Sejneńskie Karty Historyczne
Projekt powstał w sejneńskim Ośrodku Pogranicze. Sejny to miasteczko niedaleko granicy polsko-litewskiej. Mieszkają w nim Polacy, Litwini, i Rosjanie – staroobrzędowcy, a przed II wojną światową żyli tu również Żydzi, Cyganie, Niemcy, Białorusini i Tatarzy. Historia nie oszczędziła temu miejscu tragedii i sąsiedzkich wojen. Kroniki sejneńskie na nowo scaliły historię regionu z opowiadań najstarszych mieszkańców, legend, starych fotografii, modlitw i pieśni.
Pod opieką Fundacji Pogranicze dzieci Polaków, Litwinów i Rosjan zaczęły odkrywać zapomnianą historię ich miejscowości. Uczestniczący w projekcie uczniowie gimnazjum rozpisali, wyrysowali i wymalowali, na dużych kartonowych kartach, historię własnych rodzin. Na spotkaniach, siedząc w kręgu, opowiadali o tym co odkryli. Chodziło o to, żeby każda następna osoba znalazła w historii poprzednika coś co połączyłoby obie historie. Może wątek religijny, może sąsiedztwo? Gra była i nadal jest zabawą ale chodzi o coś poważniejszego. Młodzi ludzie tworząc kartę własnej rodziny odkrywają siebie w kontekście własnego miasteczka.

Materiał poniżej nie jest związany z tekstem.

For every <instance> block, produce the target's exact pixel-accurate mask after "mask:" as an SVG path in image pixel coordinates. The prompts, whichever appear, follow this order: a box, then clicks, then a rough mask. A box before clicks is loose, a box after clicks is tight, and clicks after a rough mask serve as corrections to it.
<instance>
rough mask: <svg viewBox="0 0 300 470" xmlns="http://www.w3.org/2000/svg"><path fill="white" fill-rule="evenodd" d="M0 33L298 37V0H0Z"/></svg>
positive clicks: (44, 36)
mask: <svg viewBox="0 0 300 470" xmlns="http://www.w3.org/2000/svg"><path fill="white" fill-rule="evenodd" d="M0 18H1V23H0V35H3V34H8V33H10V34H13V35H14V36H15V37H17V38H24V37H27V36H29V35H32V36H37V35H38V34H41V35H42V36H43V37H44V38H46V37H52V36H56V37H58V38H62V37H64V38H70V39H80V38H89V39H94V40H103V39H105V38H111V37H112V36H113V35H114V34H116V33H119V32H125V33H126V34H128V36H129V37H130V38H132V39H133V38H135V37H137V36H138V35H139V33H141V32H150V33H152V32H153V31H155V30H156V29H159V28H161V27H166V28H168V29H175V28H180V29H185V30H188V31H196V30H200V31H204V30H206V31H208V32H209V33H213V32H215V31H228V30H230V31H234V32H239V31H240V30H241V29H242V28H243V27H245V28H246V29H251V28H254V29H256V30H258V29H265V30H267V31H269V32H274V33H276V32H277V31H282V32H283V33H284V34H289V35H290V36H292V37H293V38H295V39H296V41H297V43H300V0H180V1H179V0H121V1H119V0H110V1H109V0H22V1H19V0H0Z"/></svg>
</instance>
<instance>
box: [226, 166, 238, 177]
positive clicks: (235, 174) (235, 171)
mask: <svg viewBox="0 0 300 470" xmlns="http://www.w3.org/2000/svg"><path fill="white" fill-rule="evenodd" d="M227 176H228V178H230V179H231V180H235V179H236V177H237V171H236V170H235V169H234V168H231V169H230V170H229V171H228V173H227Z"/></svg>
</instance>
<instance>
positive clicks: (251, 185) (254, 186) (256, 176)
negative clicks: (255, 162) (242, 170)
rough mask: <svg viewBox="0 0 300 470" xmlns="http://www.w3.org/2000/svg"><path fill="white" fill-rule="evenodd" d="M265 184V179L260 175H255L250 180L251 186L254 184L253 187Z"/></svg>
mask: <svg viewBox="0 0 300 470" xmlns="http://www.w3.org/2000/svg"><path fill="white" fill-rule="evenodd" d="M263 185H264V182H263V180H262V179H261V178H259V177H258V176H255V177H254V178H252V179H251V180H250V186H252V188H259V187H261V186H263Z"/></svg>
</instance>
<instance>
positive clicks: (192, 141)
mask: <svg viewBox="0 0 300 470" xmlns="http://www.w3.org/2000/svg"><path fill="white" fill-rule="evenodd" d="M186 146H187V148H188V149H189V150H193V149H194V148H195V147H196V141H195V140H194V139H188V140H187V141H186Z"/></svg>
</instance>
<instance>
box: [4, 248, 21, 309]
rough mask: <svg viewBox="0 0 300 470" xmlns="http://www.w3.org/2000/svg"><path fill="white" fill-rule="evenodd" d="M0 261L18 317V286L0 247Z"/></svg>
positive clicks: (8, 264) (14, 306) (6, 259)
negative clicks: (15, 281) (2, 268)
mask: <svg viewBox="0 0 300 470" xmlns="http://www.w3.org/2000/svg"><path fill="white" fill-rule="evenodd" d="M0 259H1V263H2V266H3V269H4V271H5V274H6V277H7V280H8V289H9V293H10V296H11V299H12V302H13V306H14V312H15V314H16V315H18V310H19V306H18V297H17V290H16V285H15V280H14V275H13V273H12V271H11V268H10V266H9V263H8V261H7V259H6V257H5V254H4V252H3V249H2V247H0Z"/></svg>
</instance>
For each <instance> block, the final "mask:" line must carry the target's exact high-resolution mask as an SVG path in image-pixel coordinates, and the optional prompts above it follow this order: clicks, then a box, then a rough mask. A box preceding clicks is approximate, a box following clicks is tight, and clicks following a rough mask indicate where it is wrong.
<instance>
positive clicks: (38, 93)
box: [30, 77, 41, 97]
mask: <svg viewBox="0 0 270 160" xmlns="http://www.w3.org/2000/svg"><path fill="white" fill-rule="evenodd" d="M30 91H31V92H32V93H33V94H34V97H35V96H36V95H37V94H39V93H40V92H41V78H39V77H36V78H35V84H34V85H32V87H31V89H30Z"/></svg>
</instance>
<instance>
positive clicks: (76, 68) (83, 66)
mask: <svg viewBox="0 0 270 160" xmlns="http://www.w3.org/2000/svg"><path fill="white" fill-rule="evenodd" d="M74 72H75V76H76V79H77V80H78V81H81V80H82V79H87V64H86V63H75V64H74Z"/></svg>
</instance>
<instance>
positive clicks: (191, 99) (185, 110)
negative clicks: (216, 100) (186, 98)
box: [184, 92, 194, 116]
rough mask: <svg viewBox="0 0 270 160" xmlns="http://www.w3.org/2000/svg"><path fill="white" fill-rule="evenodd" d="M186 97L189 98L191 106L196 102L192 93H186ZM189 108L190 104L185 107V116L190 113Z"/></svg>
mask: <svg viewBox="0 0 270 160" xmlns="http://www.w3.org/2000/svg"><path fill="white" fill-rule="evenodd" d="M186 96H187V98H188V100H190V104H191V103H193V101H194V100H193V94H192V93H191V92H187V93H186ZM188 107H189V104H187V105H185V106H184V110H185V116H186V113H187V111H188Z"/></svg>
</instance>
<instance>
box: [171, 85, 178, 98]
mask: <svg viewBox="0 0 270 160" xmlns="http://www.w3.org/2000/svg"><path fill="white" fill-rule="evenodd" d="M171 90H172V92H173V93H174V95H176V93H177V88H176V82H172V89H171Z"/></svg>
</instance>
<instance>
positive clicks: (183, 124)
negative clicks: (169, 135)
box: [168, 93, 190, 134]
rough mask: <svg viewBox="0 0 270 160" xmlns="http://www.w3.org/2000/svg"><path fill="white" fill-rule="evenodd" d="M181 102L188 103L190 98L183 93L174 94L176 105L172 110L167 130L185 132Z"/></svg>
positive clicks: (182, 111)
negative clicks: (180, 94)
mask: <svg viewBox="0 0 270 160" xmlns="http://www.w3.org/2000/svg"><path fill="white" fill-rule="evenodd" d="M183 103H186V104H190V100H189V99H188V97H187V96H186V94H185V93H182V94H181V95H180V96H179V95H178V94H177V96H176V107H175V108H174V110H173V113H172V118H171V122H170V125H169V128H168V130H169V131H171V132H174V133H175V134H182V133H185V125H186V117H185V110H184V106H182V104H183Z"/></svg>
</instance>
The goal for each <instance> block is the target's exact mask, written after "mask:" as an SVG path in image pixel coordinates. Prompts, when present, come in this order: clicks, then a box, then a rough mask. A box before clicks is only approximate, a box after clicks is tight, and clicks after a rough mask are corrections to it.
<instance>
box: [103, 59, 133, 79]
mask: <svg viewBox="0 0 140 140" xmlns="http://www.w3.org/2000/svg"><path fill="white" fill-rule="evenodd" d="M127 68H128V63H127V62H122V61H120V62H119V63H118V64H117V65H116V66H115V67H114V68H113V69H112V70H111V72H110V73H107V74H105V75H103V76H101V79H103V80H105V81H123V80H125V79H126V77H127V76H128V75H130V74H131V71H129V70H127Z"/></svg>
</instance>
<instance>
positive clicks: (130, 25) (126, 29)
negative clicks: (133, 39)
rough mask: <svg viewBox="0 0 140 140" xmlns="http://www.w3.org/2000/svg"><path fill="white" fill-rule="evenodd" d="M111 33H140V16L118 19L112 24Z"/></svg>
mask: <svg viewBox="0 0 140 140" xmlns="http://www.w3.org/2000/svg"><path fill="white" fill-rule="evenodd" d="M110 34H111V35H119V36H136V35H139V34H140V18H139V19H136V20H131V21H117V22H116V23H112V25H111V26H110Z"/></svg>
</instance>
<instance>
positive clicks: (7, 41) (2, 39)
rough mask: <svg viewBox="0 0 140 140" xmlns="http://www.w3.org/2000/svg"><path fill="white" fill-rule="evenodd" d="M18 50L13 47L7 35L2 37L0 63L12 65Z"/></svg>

Już drugie pokolenie buduje mosty porozumienia i uczestniczy w dialogu pomiędzy ludźmi pogranicza, tworząc współczesny mit miejsca, w którym każdy jest u siebie w domu, niezależnie od różnic narodowych czy religijnych. Młodzi mieszkańcy pogranicza czują się spadkobiercami całości wielokulturowego dziedzictwa.